METHODS: This retrospective cohort study included patients aged 18 years or older from Kaiser Permanente California with a diagnosis of stage IIIB/IV NSCLC. First systemic treatment date occurred from January 1, 2008, through September 30, 2013. Overall survival was measured as the number of months from initial treatment until death, end of enrollment, or September 30, 2014. Treatment regimens were categorized into 6 mutually exclusive groups: platinum doublets; pemetrexed-based, bevacizumab-based, and pemetrexed + bevacizumab-based combinations; singlets; and tyrosine-kinase inhibitors (TKIs). Survival was compared using Kaplan-Meier curves and adjusted Cox proportional hazard models. Subgroup analyses were performed by age group and by nonsquamous histology.

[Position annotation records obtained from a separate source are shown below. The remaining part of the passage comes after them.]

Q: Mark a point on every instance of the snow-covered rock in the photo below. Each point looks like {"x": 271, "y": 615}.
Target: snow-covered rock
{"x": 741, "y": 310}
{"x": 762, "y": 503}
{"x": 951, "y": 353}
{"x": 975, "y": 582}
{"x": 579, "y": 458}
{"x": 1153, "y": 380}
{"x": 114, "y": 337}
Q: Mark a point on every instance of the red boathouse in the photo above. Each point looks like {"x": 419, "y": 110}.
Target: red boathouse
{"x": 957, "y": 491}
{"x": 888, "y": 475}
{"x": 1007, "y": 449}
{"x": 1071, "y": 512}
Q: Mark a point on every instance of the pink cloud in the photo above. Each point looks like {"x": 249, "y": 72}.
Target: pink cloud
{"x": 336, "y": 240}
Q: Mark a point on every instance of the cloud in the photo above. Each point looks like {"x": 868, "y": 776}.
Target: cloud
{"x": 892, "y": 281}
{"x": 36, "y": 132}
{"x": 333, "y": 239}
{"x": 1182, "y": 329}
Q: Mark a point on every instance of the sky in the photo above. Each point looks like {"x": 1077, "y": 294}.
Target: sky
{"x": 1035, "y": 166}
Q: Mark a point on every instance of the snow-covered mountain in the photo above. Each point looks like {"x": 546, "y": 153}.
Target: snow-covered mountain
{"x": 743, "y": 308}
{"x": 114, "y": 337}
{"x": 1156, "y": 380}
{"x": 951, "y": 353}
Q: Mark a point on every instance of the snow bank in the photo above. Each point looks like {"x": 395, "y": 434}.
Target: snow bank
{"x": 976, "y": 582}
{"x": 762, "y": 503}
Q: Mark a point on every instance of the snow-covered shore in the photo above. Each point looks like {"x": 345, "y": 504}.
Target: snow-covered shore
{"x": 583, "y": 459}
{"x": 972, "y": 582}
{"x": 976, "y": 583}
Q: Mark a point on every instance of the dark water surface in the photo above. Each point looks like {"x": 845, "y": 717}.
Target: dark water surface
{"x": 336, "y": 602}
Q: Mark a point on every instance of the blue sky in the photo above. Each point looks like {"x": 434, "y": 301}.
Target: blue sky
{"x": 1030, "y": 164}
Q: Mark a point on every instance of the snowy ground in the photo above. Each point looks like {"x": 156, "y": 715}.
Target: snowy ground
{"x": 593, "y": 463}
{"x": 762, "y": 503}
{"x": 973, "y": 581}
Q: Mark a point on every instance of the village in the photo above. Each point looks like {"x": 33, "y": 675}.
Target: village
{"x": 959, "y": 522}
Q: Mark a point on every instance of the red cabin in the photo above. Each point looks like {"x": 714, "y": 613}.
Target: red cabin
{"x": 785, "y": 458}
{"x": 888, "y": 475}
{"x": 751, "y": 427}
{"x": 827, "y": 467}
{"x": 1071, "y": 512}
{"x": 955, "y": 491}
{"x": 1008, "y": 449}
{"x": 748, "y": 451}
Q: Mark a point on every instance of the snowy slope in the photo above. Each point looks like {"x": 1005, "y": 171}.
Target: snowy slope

RESULTS: Of 2,081 patients, approximately half (52.3%) received platinum doublets, followed by TKIs (19.0%), pemetrexed-based regimens (13.4%), bevacizumab-regimens (8.0%), singlets (5.5%), and pemetrexed + bevacizumab-based combinations (1.8%). Median survival was longest for pemetrexed + bevacizumab-based combinations (18.5 months), followed by bevacizumab-based regimens (14.5), TKIs (12.7), pemetrexed-based regimens (10.4), doublets (9.2), and singlets (5.3). There was a significantly reduced risk of mortality for pemetrexed + bevacizumab-based combinations (HR = 0.64; 95% CI = 0.42-0.94) and TKIs (HR = 0.83; 95% CI = 0.73-0.94) compared with doublets. Singlets were associated with an increased risk of mortality (HR = 1.50; 95% CI = 1.22-1.84). Subgroup analysis among patients aged 65 years and over found no significant differences among treatment groups, with the exception of singlets, which were associated with an increased risk of mortality compared with doublets (HR = 1.51; 95% CI = 1.20-1.90). Among patients under aged 65 years, pemetrexed + bevacizumab-based combinations (HR = 0.36; 95% CI = 0.21-0.64) and TKIs (HR = 0.76; 95% CI = 0.59-0.97) were associated with a reduced risk of mortality, and singlets were associated with an increased risk (HR = 1.85; 95% CI = 1.17-2.92).

CONCLUSIONS: In this cohort of patients with advanced NSCLC, patients received a platinum agent with or without bevacizumab or pemetrexed, a TKI, or a single agent. Younger patients (aged < 65 years) receiving bevacizumab + pemetrexed-based combinations had a survival advantage over those receiving platinum doublets, and this finding merits further investigation. Younger patients receiving TKIs also had longer survival. Compared with platinum doublets, we found no survival advantage for older patients receiving bevacizumab or pemetrexed, which suggests that combination therapy of a platinum agent and taxane, such as carboplatin and paclitaxel, could be a reasonable option for older patients who are not candidates for targeted therapy.

DISCLOSURES: No outside funding supported this study. Rashid has received past funding from Bristol-Myers Squibb, Astellas, Novartis, and Pfizer. No other authors report any potential financial conflicts of interest. Study concept and design were primarily contributed by Spence and Hui, with input from the other authors. Hui, Spence, and Rashid took the lead in data collection, and data interpretation was performed by Schottinger, Millares, and Spence, assisted by the other authors. The manuscript was written primarily by Spence, along with Chang, and revised by Spence, with input from the other authors.